Bailó con una muchacha del barrio, morena, simpática, que hablaba mucho. Él apenas oía, porque su pensamiento estaba en otra parte. 

Su mirada no podía despegarse de ella. La dama que bailaba con él se aburrió y lo dejó solo.

La música cambió, comenzó un bolero, y los bailadores se acercaron más, bajaron el paso, la voz del cantante se volvió melosa.

Rafaelito regresó a Manuela. ¿Otro? dijo él, ya sin sonreír. Ella respiró hondo. Miró hacia donde estaba Simón. Luego volvió la mirada a Rafaelito, accedió y la música los atrapó, bailaban lento, pegados. 

Él bajó la voz y le dijo. Yo no soy poeta murmuró. Pero tú sabes lo que yo siento.

Ella apretó un poco su mano, no por amor, sino por cuidado. Rafaelito…susurró. No me pongas entre ustedes dos. No estás en el medio respondió él. 

Él es el que no se atreve. Ella cerró los ojos. Un segundo apenas. El bolero siguió, y las luces del parque parecían girar en torno sólo a ellos. 

Pero al abrir los ojos, los vio: Simón, de pie, sudoroso y en silencio, mirando sin reproche, sin rabia… sólo con pena. Rafaelito notó su mirada. Detuvo el paso. Manuela, dijo, separándose despacio. 

Baila con él. Ella lo miró sorprendida. Rafael…Ve insistió. Él te mira desde antes que yo.

Y sin decir más, la soltó. Ella avanzó, despacio, hasta llegar frente a Simón.

¿Bailas? preguntó ella. Simón tragó saliva, dolor y aire. Sintió en el pecho una especie de contracción como cuando uno tiene algo grande que quiere dejar salir. Sí respondió.

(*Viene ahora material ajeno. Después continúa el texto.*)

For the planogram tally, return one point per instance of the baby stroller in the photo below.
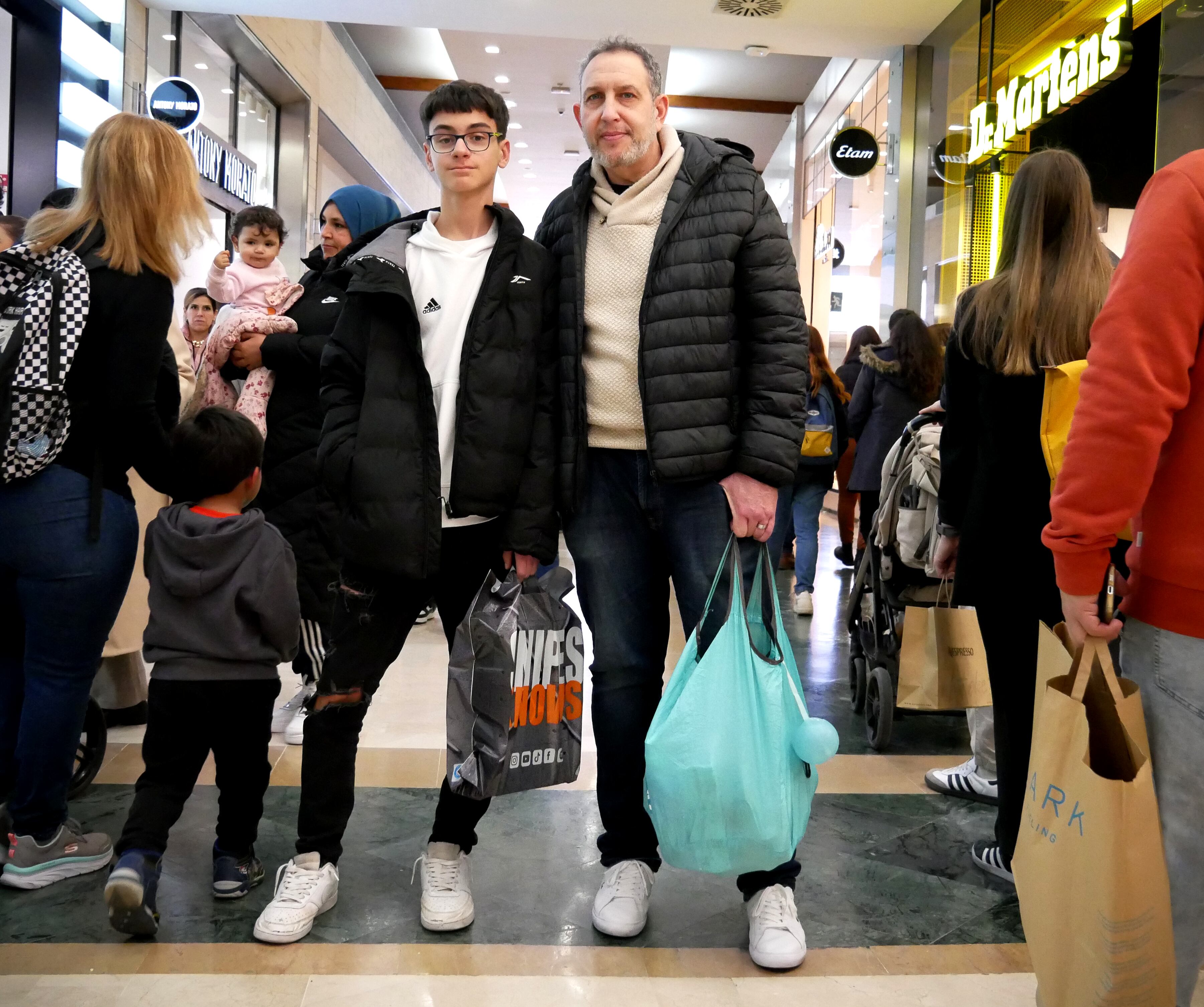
(894, 573)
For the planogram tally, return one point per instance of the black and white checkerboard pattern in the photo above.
(39, 417)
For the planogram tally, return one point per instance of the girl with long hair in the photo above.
(70, 530)
(900, 379)
(802, 503)
(847, 509)
(995, 488)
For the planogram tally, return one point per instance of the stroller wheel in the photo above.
(858, 675)
(879, 709)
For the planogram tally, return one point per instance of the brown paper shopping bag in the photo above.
(942, 662)
(1090, 870)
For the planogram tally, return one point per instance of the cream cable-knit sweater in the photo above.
(619, 246)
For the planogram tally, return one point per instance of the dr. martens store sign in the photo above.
(1062, 79)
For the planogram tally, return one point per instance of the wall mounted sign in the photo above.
(176, 103)
(950, 168)
(854, 152)
(223, 165)
(1059, 81)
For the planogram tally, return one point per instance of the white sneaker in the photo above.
(294, 733)
(447, 897)
(283, 715)
(964, 781)
(620, 909)
(305, 889)
(776, 936)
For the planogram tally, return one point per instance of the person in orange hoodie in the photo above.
(1137, 451)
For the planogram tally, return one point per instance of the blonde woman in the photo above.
(995, 488)
(70, 532)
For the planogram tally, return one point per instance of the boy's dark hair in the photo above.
(214, 452)
(465, 97)
(263, 217)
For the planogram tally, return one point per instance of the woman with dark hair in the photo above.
(847, 509)
(995, 490)
(898, 381)
(800, 505)
(293, 497)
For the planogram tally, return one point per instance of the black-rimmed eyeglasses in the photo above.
(477, 143)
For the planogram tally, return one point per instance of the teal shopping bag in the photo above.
(731, 753)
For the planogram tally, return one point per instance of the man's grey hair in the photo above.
(622, 44)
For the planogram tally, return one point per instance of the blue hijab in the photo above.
(363, 209)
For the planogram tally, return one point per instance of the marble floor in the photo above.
(895, 913)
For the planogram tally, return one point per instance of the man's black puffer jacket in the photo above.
(723, 350)
(380, 452)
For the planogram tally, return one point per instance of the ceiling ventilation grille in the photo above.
(750, 9)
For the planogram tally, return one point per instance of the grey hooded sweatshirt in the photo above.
(223, 597)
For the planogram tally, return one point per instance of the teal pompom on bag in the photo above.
(729, 783)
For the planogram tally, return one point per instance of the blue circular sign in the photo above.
(177, 103)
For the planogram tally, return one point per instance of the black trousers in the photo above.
(374, 615)
(186, 721)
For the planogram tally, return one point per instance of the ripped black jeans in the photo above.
(374, 616)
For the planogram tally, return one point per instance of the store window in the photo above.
(256, 127)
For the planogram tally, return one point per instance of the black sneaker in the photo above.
(986, 857)
(235, 876)
(130, 893)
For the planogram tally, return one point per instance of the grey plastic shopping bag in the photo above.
(514, 688)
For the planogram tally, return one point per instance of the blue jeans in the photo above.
(629, 539)
(59, 596)
(804, 502)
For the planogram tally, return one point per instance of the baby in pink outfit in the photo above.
(257, 292)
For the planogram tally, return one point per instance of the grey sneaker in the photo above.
(72, 852)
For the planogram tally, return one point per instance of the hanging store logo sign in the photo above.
(1059, 81)
(176, 103)
(854, 152)
(223, 165)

La tomó con torpeza primero, luego con calma. Ella puso la mano en su hombro, y el mundo pareció quedarse quieto, Simón cambiaba de color y le temblaban las extremidades. No deberíamos, dijo ella, sin levantar la voz. No sé respondió él. 

Pero estoy aquí, dime. Ella lo miró, de esa forma que solo las mujeres sinceras saben mirar. Tú nunca hablas, susurró. Es que, si hablo, tiemblo dijo él. 

Ella sonrió, triste y dulce al mismo tiempo. Y si callas… duele. Él bajó un poco la cabeza.  No quiero perder ni el baile dijo… ni lo otro. 

Ella no preguntó qué era lo otro. Ya lo sabía. El bolero terminó suave. Se separaron despacio, como quien guarda una flor sin romperla.